REPUBLIKA.CO.ID, CARACAS -- Pemadaman listrik besar-besaran di Venezuela terjadi pada Kamis (7/3) waktu setempat. Pemerintahan Nicolas Maduro menyalahkan pemadaman listrik tersebut sebagai sabotase politik di bendungan pembangkit listrik tenaga air yang menyediakan energi bagi negara.
Pemadaman listrik memang kerap terjadi di Venezuela. Ekonomi yang ambruk di bawah hiperinflasi, masyarakat yang kekurangan makanan dan obat-obatan, serta emigrasi massal lebih dari 3 juta warga membuat rakyat terbelenggu dengan penderitaan.
Para pengkritik mengatakan, korupsi dan kurangnya investasi membuat jaringan listrik negara kerap tidak dapat berfungsi. Namun, Maduro mengatakan, masalah-masalah tersebut sengaja diciptakan oleh musuh-musuh politik.
Media lokal dan pengguna Twitter melaporkan bahwa pemadaman listrik Kamis mempengaruhi ibu kota Caracas serta 15 dari 23 negara bagian. Seorang reporter televisi pemerintah menggambarkannya sebagai pemadaman nasional.
"Mereka menyerang pembangkitan dan transmisi di Guri (bendungan pembangkit listrik tenaga air), tulang punggung sistem kelistrikan," kata Menteri Kelistrikan Luis Motta melalui televisi pemerintah, tanpa memberikan bukti. Dia mengatakan layanan akan dipulihkan dalam waktu sekitar tiga jam.

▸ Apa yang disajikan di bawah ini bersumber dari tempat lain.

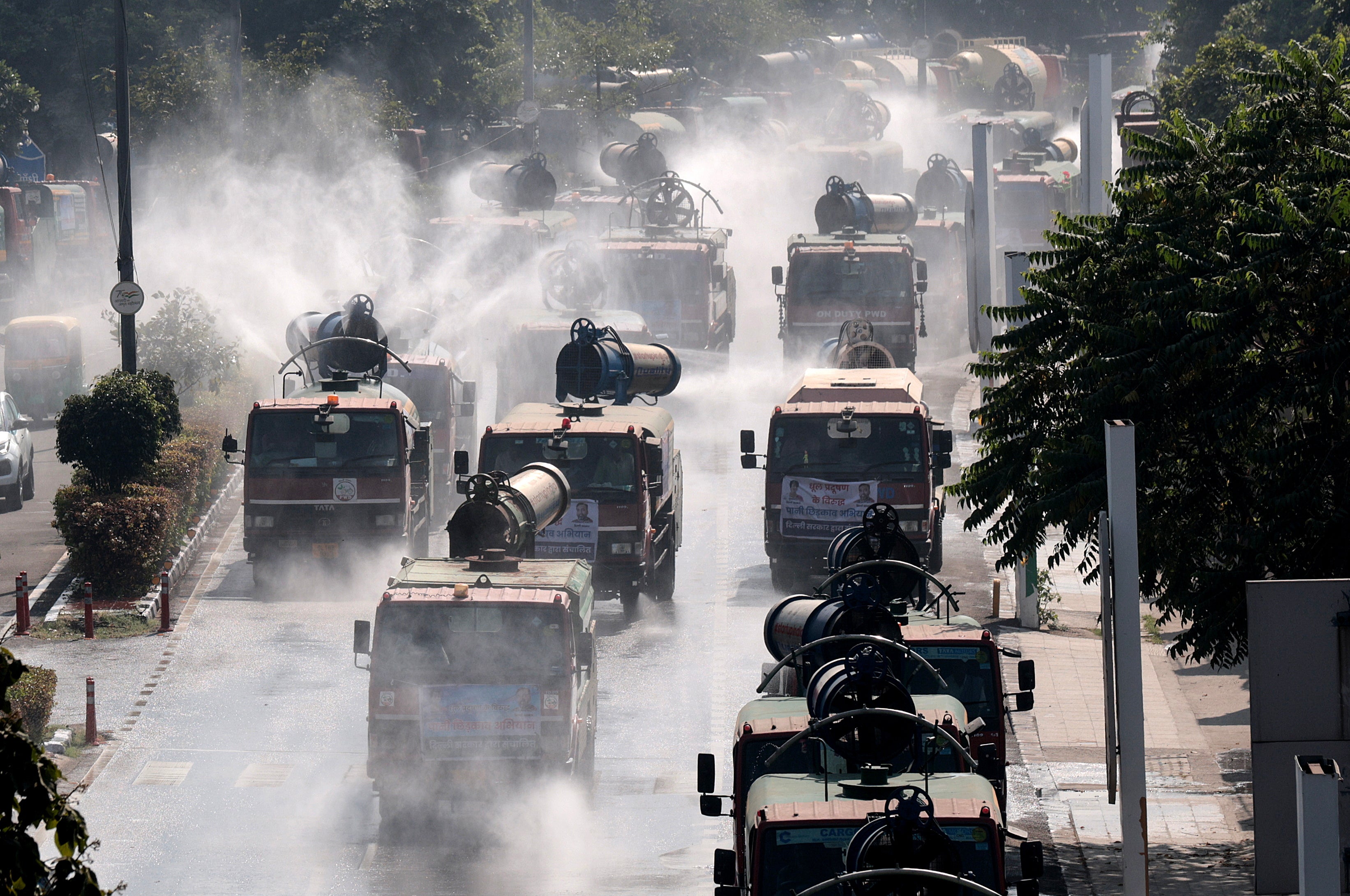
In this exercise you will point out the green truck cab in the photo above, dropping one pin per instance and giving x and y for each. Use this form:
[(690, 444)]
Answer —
[(482, 672)]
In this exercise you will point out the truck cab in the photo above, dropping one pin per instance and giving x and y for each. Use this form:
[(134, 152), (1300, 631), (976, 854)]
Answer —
[(677, 278), (334, 471), (627, 489), (847, 439), (482, 672), (794, 838), (847, 276)]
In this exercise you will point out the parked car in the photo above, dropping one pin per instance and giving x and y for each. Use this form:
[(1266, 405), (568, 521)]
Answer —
[(15, 455)]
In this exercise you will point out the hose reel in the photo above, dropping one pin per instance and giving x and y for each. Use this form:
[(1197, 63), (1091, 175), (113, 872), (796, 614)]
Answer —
[(906, 836), (670, 204), (597, 363), (862, 681), (881, 538)]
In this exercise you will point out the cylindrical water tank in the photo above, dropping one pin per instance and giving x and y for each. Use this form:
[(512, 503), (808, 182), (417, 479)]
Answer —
[(634, 164), (507, 513), (871, 214), (524, 185), (804, 619), (598, 365)]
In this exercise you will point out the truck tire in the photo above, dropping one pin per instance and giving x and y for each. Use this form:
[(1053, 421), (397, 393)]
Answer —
[(663, 581)]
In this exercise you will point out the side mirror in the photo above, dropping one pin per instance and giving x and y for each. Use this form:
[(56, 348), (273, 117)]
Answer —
[(987, 763), (1033, 860), (724, 868), (1027, 675), (585, 648), (706, 772)]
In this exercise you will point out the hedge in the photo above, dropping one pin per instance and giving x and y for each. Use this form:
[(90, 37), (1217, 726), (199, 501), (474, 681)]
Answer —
[(118, 542), (34, 695)]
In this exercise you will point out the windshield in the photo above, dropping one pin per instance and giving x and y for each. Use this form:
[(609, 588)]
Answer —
[(37, 343), (470, 643), (281, 443), (970, 678), (597, 467), (798, 857), (653, 281), (891, 446), (820, 278), (755, 755)]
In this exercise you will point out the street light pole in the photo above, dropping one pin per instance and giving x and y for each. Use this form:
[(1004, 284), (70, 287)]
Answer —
[(126, 261)]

Kerumunan orang pun membanjiri jalan utama Caracas melayangkan protes. Banyak dari orang-orang tersebut mengatakan, harus berjalan beberapa jam ke rumah mereka karena beberapa bus di jalanan penuh dan sistem metro kota ditutup.
"Orang yang bertanggung jawab untuk ini bernama Nicolas Maduro," kata Pedro Fernandez (44 tahun). Ia merupakan seorang insinyur sistem di lingkungan Altamira di Caracas yang tengah dalam perjalanan dengan berjalan kaki ke sisi lain kota. "Ini hanya puncak gunung es mengingat semua hal yang kita derita," ujarnya.
Penderitaan rakyat Venezuela tak diakui oleh Maduro. Ia malah menyangkal adanya krisis. Pada Januari lalu, pemimpin opoisi dari Majelis Nasional mendeklarasikan dirinya sebagai penjabat presiden hingga pemilihan baru diadakan. Pengukuhannya pun telah diakui oleh negara-negara termasuk Amerika Serikat, Australia, Kanada, Columbia, Peru, Ekuador, Paraguay, Brasil, Chili, Panama, Argentina, dan Kosta Rika serta parlemen Eropa. Sementara Turki, Rusia, Iran, Kuba, Cina, dan Bolivia menegaskan kembali dukungan untuk Presiden Venezuela Maduro.